Applied Composites, a global leader in aerospace and defense composites manufacturing, found that rapid business growth exposed critical weaknesses in their production planning infrastructure. As their customer base expanded, so did workforce requirements and scheduling complexity — factors that compounded quickly in aerospace, where tight tolerances, long-lead materials, and regulatory traceability leave little room for operational disorder. The company struggled to maintain visibility into material availability, coordinate job sequencing across available machines, and ensure adequate staffing coverage. The result was a disorganized shop floor, worker stress, and missed orders — a direct threat to customer relationships in a sector where delivery performance is a contract-qualifying criterion.

Applied Composites partnered with Lean Scheduling International (LSI), a certified Siemens Digital Industries Software partner with domain expertise in discrete and process manufacturing scheduling, to implement Siemens Opcenter APS (Advanced Planning and Scheduling). The existing approach — a patchwork of spreadsheets and ERP-generated production reports — lacked real-time material visibility and could not model the constraint interactions inherent in composites manufacturing, such as autoclave capacity, cure cycle sequencing, and workforce qualification requirements. Opcenter APS replaced these tools with a dedicated scheduling engine that integrates with ERP data to generate feasible, constraint-aware production schedules. LSI's industry-specific implementation methodology accelerated configuration and user adoption, ensuring the system reflected Applied Composites' actual production constraints rather than generic scheduling logic.

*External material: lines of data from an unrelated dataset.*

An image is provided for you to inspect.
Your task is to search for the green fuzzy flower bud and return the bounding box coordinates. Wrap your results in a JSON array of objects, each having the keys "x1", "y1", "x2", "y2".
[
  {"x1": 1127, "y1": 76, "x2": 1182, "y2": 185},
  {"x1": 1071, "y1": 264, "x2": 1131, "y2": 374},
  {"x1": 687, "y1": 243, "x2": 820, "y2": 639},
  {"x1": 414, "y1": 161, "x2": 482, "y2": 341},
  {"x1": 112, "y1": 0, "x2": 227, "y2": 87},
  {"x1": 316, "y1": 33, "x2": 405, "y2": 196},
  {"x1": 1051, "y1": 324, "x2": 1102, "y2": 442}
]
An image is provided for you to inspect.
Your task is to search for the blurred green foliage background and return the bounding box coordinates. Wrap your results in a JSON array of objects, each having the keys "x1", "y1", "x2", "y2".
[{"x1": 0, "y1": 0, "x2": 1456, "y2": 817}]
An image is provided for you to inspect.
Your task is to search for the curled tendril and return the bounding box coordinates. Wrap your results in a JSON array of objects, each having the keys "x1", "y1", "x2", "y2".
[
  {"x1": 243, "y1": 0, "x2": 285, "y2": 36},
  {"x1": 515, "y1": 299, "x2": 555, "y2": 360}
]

The implementation of Opcenter APS eliminated the disorganized planning environment that had been causing missed orders and worker stress. Applied Composites gained real-time visibility into material availability, enabling schedulers to build feasible plans before committing to delivery dates. Job sequencing across machines became structured and constraint-aware, reducing the manual coordination burden on planners. Key operational improvements included:

• Eliminated missed orders driven by scheduling oversights and material shortfalls
• Reduced planner workload by replacing manual spreadsheet reconciliation with a purpose-built scheduling system
• Improved workforce utilization by aligning staffing plans with machine availability and job demand
• Decreased shop floor stress through clearer, more reliable daily work assignments

• Spreadsheets and standard ERP scheduling modules are insufficient for high-mix aerospace composites manufacturing, where constraint interactions — materials, capacity, workforce qualifications — require dedicated APS logic.
• Growth-induced chaos is a predictable inflection point; companies should evaluate APS readiness before disorder affects customer delivery performance.
• Selecting a systems integrator with industry-specific APS experience significantly reduces configuration time and improves fit between the software model and actual production constraints.
• Successful APS adoption depends on integrating with existing ERP data flows; without reliable upstream data, schedule quality degrades regardless of the tool.
• Measurable improvements in planner workload and shop floor morale are often early leading indicators that an APS implementation is succeeding before formal metrics are established.